INABIO y Prefectura de Tungurahua firman convenio para fortalecer el conocimiento y conservación de la biodiversidad
En el marco del 3er Congreso Cumbre de los Páramos: por la Conservación y la Biodiversidad 2026, Diego Inclán, director ejecutivo del Instituto Nacional de Biodiversidad (INABIO), y Vanessa Lozada, viceprefecta de Tungurahua, firmaron este jueves un convenio específico orientado al levantamiento de información sobre biodiversidad, con énfasis en mamíferos, aves, anfibios y reptiles de los ecosistemas naturales de la provincia.
El objetivo del convenio es contribuir al conocimiento de la biodiversidad mediante el levantamiento y análisis de información en ecosistemas naturales, con el fin de fortalecer los procesos de ordenamiento territorial y la conservación en áreas prioritarias de Tungurahua.

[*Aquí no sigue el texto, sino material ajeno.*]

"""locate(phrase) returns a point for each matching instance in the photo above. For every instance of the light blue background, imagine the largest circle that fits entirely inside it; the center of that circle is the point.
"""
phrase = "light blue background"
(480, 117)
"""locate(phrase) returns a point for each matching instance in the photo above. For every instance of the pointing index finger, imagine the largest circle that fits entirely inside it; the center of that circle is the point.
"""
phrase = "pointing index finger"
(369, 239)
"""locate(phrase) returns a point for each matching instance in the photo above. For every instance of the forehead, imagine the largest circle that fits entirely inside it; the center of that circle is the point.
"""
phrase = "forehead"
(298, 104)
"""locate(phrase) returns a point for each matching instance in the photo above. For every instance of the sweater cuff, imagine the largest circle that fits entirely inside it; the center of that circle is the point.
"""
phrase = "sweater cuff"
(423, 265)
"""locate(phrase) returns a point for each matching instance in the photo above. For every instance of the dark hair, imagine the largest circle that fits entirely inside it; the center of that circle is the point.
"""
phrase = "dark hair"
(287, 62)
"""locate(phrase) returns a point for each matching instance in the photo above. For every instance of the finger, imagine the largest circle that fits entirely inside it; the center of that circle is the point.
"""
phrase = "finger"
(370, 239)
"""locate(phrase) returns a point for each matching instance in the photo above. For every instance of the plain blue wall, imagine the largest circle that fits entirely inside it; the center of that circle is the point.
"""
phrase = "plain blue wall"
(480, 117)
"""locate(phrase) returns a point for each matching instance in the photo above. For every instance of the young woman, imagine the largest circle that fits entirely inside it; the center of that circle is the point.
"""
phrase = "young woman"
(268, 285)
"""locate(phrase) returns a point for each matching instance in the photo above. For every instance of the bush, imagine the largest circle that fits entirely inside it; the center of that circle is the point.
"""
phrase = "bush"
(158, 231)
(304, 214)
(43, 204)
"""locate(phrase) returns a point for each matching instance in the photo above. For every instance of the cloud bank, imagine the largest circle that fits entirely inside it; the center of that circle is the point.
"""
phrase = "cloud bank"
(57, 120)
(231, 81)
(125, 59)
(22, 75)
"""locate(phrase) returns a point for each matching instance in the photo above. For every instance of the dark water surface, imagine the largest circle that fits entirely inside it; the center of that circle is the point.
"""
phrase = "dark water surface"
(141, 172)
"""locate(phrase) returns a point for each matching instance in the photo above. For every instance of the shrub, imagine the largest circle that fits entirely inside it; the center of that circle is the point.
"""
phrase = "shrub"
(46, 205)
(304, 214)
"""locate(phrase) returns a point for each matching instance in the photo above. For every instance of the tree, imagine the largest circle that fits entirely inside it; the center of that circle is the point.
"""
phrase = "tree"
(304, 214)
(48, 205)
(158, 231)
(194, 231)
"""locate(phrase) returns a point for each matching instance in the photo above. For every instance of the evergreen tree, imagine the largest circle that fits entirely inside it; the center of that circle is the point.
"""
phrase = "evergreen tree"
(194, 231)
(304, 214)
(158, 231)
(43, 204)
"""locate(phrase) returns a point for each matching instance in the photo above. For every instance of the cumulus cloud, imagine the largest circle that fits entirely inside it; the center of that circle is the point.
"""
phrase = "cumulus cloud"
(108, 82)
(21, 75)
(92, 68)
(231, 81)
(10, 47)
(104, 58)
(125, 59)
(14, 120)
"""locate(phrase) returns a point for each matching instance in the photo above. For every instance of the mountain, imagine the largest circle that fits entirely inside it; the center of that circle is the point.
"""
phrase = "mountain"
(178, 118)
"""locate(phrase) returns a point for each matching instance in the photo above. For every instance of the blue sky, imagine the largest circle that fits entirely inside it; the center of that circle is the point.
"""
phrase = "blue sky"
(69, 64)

Como parte de este acuerdo, se desarrollarán varios productos técnicos, entre ellos: un informe de línea base con diagnóstico preliminar e identificación de vacíos de información; un informe de caracterización de los sitios de estudio, que incluirá atributos ecológicos como riqueza, abundancia y estado de conservación; así como un informe de priorización de zonas naturales de importancia para la conservación y protección. Además, se prevé la publicación de una obra digital titulada “Patrimonio natural de la biodiversidad en los ecosistemas de la provincia de Tungurahua”.
“Lo interesante de esta provincia es que, a pesar de su tamaño, presenta un amplio gradiente altitudinal. Esto permite albergar una gran diversidad de ecosistemas en un espacio relativamente reducido”, señaló Diego Inclán, durante su ponencia magistral sobre la “Importancia de la Diversidad Biológica en la Provincia de Tungurahua”.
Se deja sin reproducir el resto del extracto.